Samenvatting
In dit onderzoeksproject heb ik geëxperimenteerd met de uitvoering van stiltes. Wanneer een uitvoerend musicus zich bewust wordt van de rol die stilte speelt (hoe stilte zich gedraagt en wat stilte doet) kunnen er nieuwe ideeën voor het uitvoeren van stilte ontstaan. Welke contexten kunnen muzikale stiltes beïnvloeden? Aan welke stiltes nemen uitvoerende musici of toehoorders (on)vrijwillig deel? En hoe kunnen uitvoerende musici omgaan met de diverse dimensies van stilte in gecomponeerde muziek? Deze onderzoeksvragen, geworteld in de uitvoeringspraktijk, vormen de basis voor mijn verkenning van het verband tussen genoteerde rusten en ‘hoorbare’ stiltes. Daarbij heb ik me gericht op de rol van zichtbare, hoorbare en genoteerde tekens. Met de term tekens (markers in het Engels) verwijs ik naar aanwijzingen of signalen die informatie over stilte en klank overbrengen. Tekens kunnen de waarneming van stilte opleggen, oproepen of vormgeven; zij kunnen klanken, gebaren en andere lichamelijke uitdrukkingsvormen omvatten. Sommige tekens (architecturale, rituele of iconische) bestaan buiten de genoteerde muziek als meta-stiltes; zij doemen op uit de context van de uitvoering en beïnvloeden als dusdanig de ervaring van de toehoorders.
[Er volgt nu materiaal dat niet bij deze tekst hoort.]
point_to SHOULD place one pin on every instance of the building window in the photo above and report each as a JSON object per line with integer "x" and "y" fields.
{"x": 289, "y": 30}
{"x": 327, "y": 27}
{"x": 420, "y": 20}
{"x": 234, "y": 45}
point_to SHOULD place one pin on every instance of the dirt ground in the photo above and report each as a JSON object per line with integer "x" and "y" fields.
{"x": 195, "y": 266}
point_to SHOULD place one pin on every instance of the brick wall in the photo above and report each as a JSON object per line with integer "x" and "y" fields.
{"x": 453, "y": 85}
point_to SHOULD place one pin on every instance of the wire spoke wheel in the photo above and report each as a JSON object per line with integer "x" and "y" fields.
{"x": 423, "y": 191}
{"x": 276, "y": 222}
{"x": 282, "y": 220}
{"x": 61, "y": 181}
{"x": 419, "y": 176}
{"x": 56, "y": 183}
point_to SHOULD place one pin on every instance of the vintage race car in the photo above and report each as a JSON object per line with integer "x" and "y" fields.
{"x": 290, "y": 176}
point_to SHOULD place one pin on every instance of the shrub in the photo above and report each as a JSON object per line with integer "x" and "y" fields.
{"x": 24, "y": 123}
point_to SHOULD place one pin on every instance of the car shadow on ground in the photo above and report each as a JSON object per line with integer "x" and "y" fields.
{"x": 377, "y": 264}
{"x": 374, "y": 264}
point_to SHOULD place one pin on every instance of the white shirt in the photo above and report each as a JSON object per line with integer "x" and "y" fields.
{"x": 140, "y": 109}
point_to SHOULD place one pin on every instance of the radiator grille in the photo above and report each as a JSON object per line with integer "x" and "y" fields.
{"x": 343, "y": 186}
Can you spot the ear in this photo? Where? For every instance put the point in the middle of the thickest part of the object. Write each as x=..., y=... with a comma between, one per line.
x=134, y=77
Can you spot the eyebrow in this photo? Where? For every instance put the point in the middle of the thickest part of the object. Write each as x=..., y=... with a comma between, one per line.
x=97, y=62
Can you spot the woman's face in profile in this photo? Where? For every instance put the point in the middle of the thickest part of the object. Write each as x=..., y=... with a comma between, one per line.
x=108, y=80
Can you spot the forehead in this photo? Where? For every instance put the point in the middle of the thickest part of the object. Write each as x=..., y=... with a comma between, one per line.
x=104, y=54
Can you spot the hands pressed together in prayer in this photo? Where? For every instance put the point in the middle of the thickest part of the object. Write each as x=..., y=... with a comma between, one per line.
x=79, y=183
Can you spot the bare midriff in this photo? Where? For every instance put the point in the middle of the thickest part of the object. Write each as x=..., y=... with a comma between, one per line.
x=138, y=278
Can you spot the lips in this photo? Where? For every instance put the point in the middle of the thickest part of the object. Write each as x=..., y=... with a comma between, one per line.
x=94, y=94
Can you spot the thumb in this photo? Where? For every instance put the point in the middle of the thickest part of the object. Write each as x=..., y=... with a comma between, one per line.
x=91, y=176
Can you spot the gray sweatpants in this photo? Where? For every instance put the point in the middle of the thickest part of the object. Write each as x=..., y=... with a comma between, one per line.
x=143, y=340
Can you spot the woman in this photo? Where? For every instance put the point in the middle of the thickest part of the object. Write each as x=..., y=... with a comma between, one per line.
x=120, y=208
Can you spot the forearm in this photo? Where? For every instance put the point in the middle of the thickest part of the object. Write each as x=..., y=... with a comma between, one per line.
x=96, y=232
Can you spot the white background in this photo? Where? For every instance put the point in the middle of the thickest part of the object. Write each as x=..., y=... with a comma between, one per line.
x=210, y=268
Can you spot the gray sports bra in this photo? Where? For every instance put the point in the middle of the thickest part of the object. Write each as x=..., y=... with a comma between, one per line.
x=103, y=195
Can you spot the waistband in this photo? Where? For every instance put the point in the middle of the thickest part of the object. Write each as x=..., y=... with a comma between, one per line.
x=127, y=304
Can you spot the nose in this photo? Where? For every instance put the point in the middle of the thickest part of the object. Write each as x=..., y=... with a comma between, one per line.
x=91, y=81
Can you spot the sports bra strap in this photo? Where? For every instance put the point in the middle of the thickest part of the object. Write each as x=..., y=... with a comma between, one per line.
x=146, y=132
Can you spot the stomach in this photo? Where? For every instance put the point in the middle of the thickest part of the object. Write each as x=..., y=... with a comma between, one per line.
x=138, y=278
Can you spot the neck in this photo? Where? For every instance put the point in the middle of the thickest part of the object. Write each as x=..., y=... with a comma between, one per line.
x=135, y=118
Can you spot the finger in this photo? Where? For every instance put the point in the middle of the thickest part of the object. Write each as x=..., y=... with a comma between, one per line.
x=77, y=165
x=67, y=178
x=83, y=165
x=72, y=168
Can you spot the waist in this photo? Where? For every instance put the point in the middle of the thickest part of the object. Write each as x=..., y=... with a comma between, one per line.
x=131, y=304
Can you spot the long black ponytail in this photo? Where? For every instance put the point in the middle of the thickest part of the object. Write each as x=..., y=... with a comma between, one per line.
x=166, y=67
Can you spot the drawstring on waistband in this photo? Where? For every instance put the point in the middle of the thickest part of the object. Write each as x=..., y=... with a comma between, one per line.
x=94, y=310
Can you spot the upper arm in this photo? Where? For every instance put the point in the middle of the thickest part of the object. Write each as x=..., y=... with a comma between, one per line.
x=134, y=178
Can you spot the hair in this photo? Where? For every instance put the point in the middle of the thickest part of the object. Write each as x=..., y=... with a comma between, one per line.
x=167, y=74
Hoofdstuk 1 behandelt de uitgebreide terminologie en uitingsvormen van stilte, een begrip dat verschillende betekenissen heeft in verschillende vakgebieden. Stilte kan maatschappelijk, religieus, meditatief, politiek of bestraffend zijn. In muziek functioneert het als uit te voeren element, ook al wordt daarmee niet noodzakelijk een pure stilte in akoestische zin bedoeld. Momenten waarop stilte opzettelijk verbeeld wordt door een componist of uitvoerend musicus zijn dus ‘uitgevoerde stiltes’. In mijn onderzoek ga ik in op de wijze waarop uitvoerende musici omgaan met stilte. Daarbij benadruk ik dat het visuele aspect vaak zwaarder weegt dan het auditieve, omdat gebaren en belichaming de stilte kunnen communiceren naar het publiek.
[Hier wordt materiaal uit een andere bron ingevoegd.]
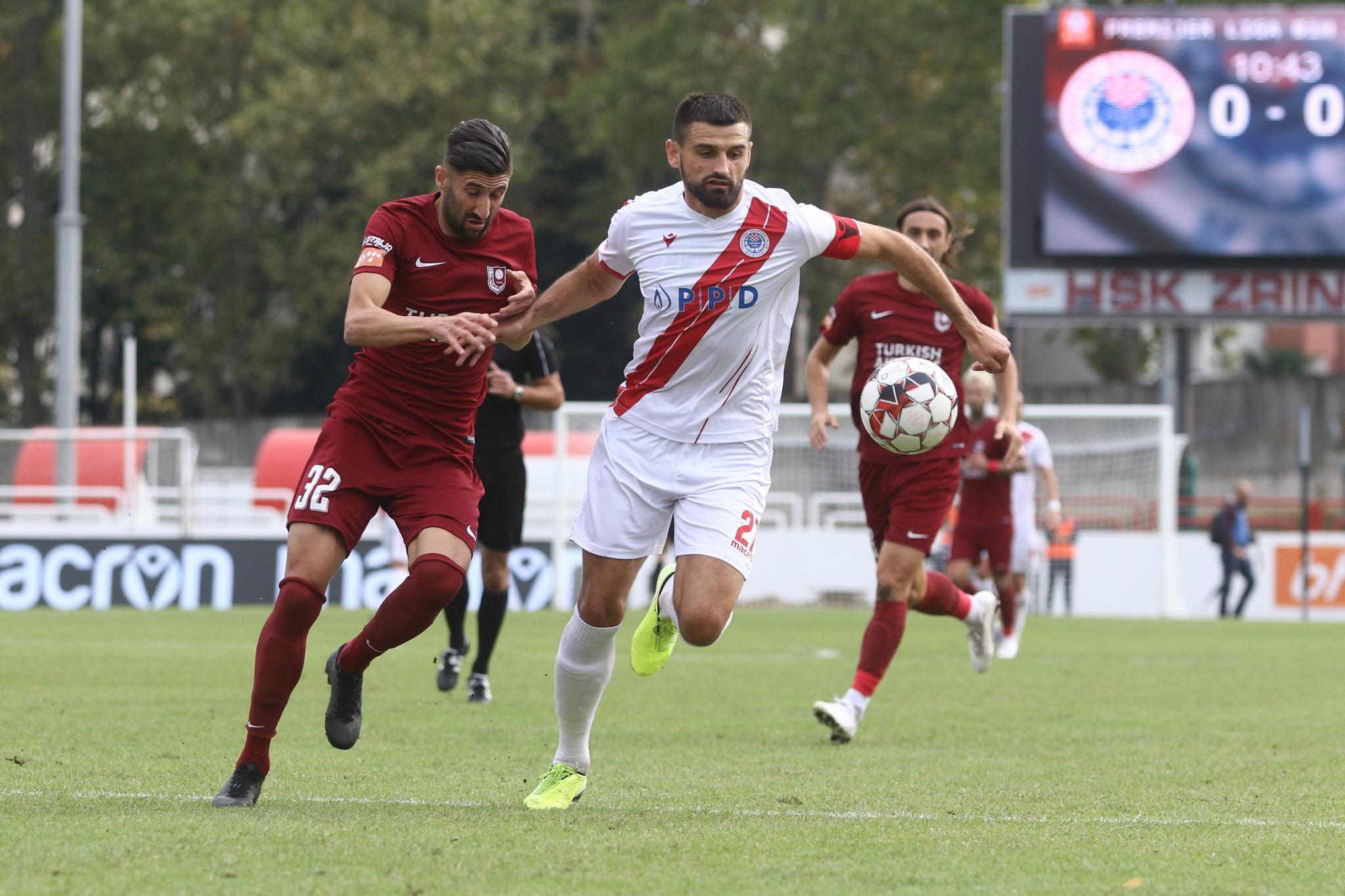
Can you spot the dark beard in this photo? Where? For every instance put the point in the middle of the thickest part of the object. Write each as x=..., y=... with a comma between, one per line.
x=456, y=222
x=713, y=196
Stilte is lastig te kwalificeren en kwantificeren. In de muzikale ervaring kan stilte verbindend of juist scheidend zijn. Deze dualiteit noem ik not/knot (niet/verknoping). Stilte wordt vaak als tastbaar ervaren door musici. In mijn onderzoek heb ik verschillende methoden gebruikt om stilte te bestuderen: ik heb diverse uitvoeringstechnieken met elkaar vergeleken om van daaruit stilte cognitief, creatief en affectief te benaderen; ik heb video-opnames van uitvoeringen (van mijzelf en anderen) geanalyseerd, gebruik gemaakt van reflectieve imitatie, re-enactment video’s en waveform-analyses van digitale audiobestanden gemaakt. Deze methodes overlapten elkaar, vulden elkaar aan en boden verschillende invalshoeken voor elke onderzochte stilte.
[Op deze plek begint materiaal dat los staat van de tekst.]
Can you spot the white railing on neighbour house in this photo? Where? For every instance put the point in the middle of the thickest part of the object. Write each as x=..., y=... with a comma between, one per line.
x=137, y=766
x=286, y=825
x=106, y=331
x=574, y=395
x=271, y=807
In Hoofdstuk 2 staat het theoretisch kader centraal. Dit hoofdstuk bevat discussies over framing, notatie en gebaren en een analyse van het multidimensionale karakter van stilte; het is gebaseerd op een breed scala aan interdisciplinaire bronnen, waaronder musicologie, performance studies, fenomenologie en cognitiewetenschappen. Tot de belangrijkste theoretische invalshoeken behoren de ideeën over ‘het neutrale’ en ‘het gebaar’ van Roland Barthes, Richard Schechner’s concepten op het gebied van performance studies, het werk van Richard C. Littlefield aangaande stilte als frame, de re-enactment-methodiek van Barbara Lüneburg en de theorie over het multidimensionale karakter van stilte van Elizabeth Margulis.
Het muzieknotatiesysteem voor rusten is eenduidig, maar de middelen om stilte uit te drukken in een uitvoering zijn complex en soms tegenstrijdig. Deze middelen zijn over het algemeen bekend bij musici, maar blijven onuitgesproken omdat ze niet onderzocht en systematisch gedocumenteerd zijn. In de traditionele notatie worden de multidimensionale mogelijkheden van het uitvoeren van stilte over het hoofd gezien. Bovendien is deze kennis onuitgesproken in de zin dat de meeste uitvoeringstechnieken om stilte uit te drukken de vorm aannemen van fysieke acties die nauwelijks of niet genoteerd (kunnen) worden.
Genoteerde rusten in de gedrukte partituur geven duur en soms ritme aan, maar weinig anders. Daarom bieden rusten zoveel verschillende interpretatiemogelijkheden. Vaak geven ze, nog meer dan de noten, de uitvoerend musicus de vrijheid om iets naar voren te brengen of te creëren; de mogelijkheid om te communiceren met gebaren en het hele lichaam.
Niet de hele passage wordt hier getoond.